Lou Boudreau emerges as the glue and drive that brings this team assembled by Veeck together to win the pennant. Boudreau was already recognized as a standout player, and in 1948 had perhaps his finest year ever in a Hall of Fame career. In 1948 batting .355 with 8 home runs, and 106 RBI's while being named the American League's Most Valuable Player and Sport magazine's player of the year across all sports. He managed to do this while maintaining the balance and perspective to provide strong leadership to a team from disparate backgrounds which had to learn to play and live together.

Satchel Paige


Bill Veeck shares the limelight with Boudreau, although, in a very real sense, Veeck never shared the limelight with anyone. Veeck, one of baseball's unique and important characters, was a baseball man from childhood, working for his father, who owned the Chicago White Sox for a while. He grew up in baseball, and brought an iconoclastic enthusiasm to building teams and promoting baseball. He invented “Lady's Day,” and, as owner of the St. Louis Browns, brought midget Eddie Gaedel to bat, when he needed to get a man on base by earning a walk. His promotions and out-sized personality were essential to the Indians' success in 1948.

Larry Doby


Lew Freedman is the author of more than 70 books about sports and Alaska. He has won more than 250 awards and has worked for the Chicago Tribune, the Anchorage Daily News, and the Philadelphia Inquirer. He has also written for a variety of web sites and with several major league ball players on their autobiographies.

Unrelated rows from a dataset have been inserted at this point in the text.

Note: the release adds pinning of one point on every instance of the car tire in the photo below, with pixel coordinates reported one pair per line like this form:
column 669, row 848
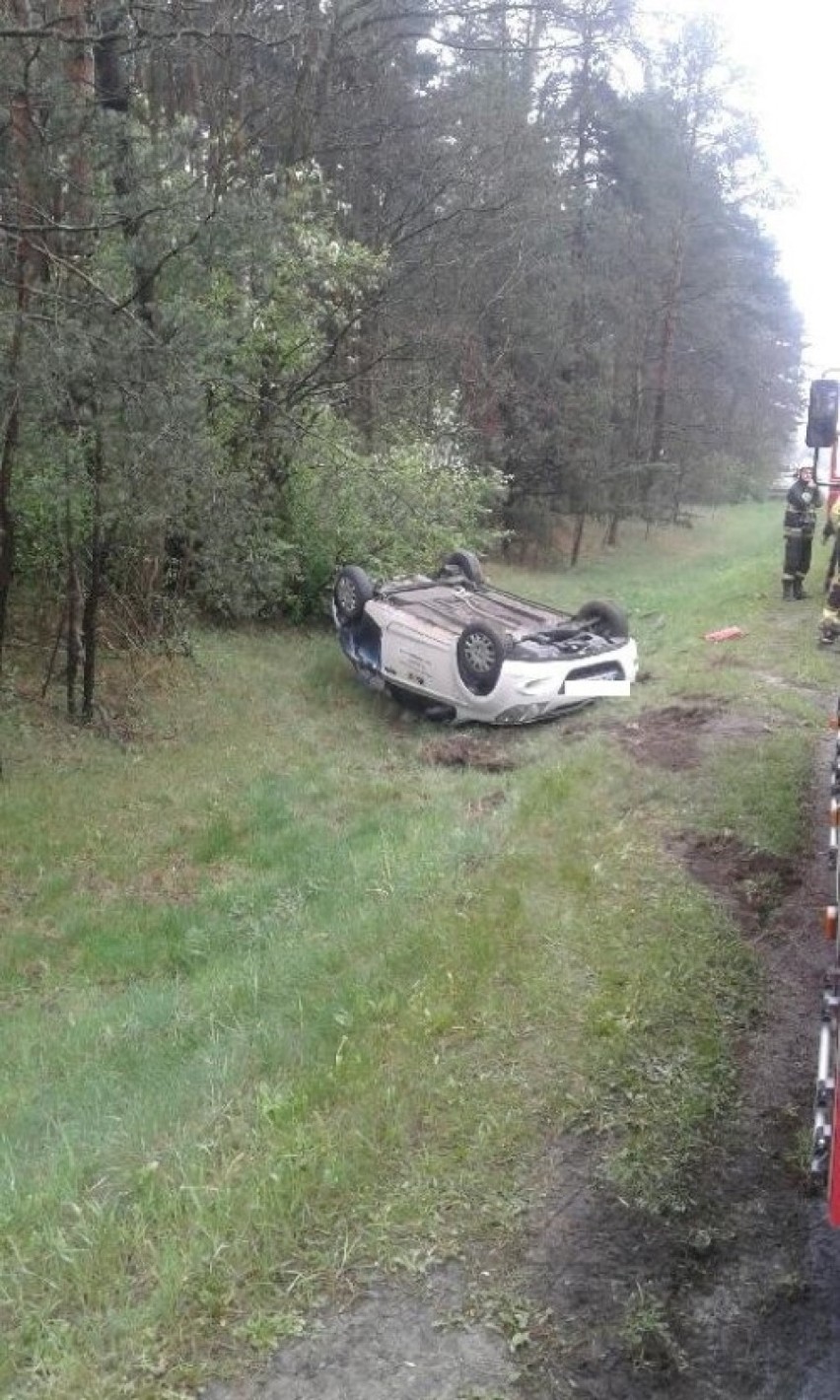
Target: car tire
column 352, row 591
column 606, row 619
column 480, row 656
column 466, row 563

He and his wife Debra live in Indiana.

Lew Freedman


All this is accomplished in a year in which the pennant race couldn't have been tighter with the Yankees, Red Sox, and even the Philadelphia A's competing with the Indians down to the wire, for a one game playoff at the end of the season against the hungry, Ted Williams led Red Sox. Author Lew Freeman hs managed to assemble a book which maintains the reader's interest despite what could be a mind numbing exercise in box scores without relevant detail. By accessing the newspapers of the day as well as the memories of the few players and fans remaining alive, and the later reminiscences of players deemed worthy of their own books, Freeman brings the era and the season to life. A Summer to Remember: Bill Veeck, Lou Boudreau, Bob Feller and the 1948 Indians by Lew Freedman (Sports Publishing, 2014, 304 pages, $24.95) was provided to me by the publisher as an electronic galley by Edelweiss. I read it on my Kindle.